Cortinarius caperatus (Rozites) distinguished by the silvery cap:


and off-center cap attachement, this mushroom is often called "the gypsy":

Armillaria, the honey fungus:

it grows in clusters and has cinnamon scales:

Dentinum=Hydnum repandum:

Polyozellus multiplex! the Black Chanterelle! It is a beautiful purple/black with white spores:

Boletus mirabilis, the two maroon ones in the middle;
Lactarius deliciousus group, on the left;
and another Cortinarius caperatus (Rozites) on the right.

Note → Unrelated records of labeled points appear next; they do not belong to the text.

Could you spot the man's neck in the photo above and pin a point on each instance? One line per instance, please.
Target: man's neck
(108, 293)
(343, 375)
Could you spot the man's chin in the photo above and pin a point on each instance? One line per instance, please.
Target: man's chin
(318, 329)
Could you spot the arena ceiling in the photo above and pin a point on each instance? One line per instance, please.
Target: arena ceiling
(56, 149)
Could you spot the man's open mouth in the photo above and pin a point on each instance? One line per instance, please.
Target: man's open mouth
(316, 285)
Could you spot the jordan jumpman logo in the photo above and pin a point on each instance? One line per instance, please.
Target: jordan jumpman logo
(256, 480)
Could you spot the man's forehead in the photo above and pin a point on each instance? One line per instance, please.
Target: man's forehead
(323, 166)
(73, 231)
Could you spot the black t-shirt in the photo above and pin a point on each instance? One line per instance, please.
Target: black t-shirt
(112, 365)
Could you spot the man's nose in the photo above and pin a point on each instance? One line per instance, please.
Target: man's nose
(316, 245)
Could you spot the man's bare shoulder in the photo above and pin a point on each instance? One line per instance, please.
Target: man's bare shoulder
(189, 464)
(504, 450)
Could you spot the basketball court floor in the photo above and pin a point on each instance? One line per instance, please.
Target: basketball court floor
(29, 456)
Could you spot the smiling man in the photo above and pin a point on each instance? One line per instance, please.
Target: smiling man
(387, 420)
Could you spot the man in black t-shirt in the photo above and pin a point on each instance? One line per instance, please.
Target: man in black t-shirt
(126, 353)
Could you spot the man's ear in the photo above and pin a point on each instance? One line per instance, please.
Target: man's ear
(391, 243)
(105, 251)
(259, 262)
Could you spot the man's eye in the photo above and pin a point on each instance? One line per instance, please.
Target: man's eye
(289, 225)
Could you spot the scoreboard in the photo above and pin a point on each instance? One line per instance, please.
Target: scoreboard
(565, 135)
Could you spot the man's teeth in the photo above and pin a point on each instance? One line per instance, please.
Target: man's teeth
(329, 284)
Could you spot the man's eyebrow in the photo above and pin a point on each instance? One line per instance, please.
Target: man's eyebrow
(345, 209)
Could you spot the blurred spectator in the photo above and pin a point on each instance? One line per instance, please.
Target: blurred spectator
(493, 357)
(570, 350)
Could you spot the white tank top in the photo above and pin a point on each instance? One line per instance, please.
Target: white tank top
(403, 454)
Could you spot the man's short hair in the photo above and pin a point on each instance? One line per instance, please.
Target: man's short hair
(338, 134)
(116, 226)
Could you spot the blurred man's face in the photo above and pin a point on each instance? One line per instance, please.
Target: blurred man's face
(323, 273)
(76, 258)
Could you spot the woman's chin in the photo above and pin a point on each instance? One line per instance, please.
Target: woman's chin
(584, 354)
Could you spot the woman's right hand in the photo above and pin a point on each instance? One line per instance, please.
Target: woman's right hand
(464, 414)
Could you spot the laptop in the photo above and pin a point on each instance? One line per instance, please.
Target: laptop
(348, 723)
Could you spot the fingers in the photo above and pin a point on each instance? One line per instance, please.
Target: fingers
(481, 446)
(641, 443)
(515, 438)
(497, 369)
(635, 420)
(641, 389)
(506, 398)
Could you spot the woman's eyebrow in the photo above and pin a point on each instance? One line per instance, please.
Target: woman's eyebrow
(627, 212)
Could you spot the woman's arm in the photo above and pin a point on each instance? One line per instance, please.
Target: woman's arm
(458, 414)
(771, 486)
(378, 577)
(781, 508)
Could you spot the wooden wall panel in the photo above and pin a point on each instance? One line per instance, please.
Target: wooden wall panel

Clavariadelphus truncatus a sweet-tasting edible:

Hericium abietis, the Lion's Mane! My first one, and it was huge! I found it fallen off the log it grew on in a camping parking lot :)

The inedibles:
A slime mold (immature):

(mature, spores being released):

Hydnellum peckii (from the bottom):

From the top (it releases red liquid drops):

Coltrichia perennis:

a fall-fruiting ascomycete, usually they fruit in the spring:

Pseudohydnum gelatinosum, a clear, jiggly, toothed fungus:

Cortinarius violaceus, rust-brown spores:

We've been slicing drying mushrooms all evening in our dehydrator. We should have a lot of great edibles to last us the winter :)

Saturday, September 26, 2009

Ice Lakes Fungi

When Adam and I and our friends Hans and Catherine went to Ice Lakes over Labor Day, we found tons and tons of mushrooms and cool fungi!
I saved them out of the original Ice Lakes post because I felt like there were too many photos and I wanted to show all the cool fungi, so here they are:

Guepiniopsis, an Ascomycete, rehydrated from spring growth.


Hypomyces luteovirens, a fungus parasitizing a Russula mushroom. Hypomyces lactifluorum-an orange colored species-is what Lobster Mushrooms are.

Ramaria, a coral fungus.

Trichaptum biforme.

Monotropa hypophithys, the chlorophyll-lacking plant growing from a fungus, that grows with the roots of a tree.

Some kind of Rhizopogon puffball.

Suillus ochraceoroseus, a pink scaley cap, bright yellow pores underneath. Grows with Larch, and we were in the middle of a huge larch forest! This mushroom even grew up at Ice Lake, with a little snow on it.

Lepraria, a powdery lichen.

An Amanita muscaria button (baby)!

Amanita pantherina?


Guepiniopsis, again.

Neolentinus lepidius, growing from a crack in the bark of this log floating in a river!


Albatrellus, a polypore.

Some kind of Jelly Fungus?

Rhizina, growing on pine roots in a burned area.

Cryptoporus vulvatus.

Catathalasma, check out those scales!

Lachnellula, orange-yellow with a white border.

Scutellinia scutellata, the eyelash cup! It's so cute with the black fringe around the border!

Guepiniopsis again!
I was amazed at how many mushrooms and other fungi we found! August/September truely is the peak for high country fungi. Glad we were there for it!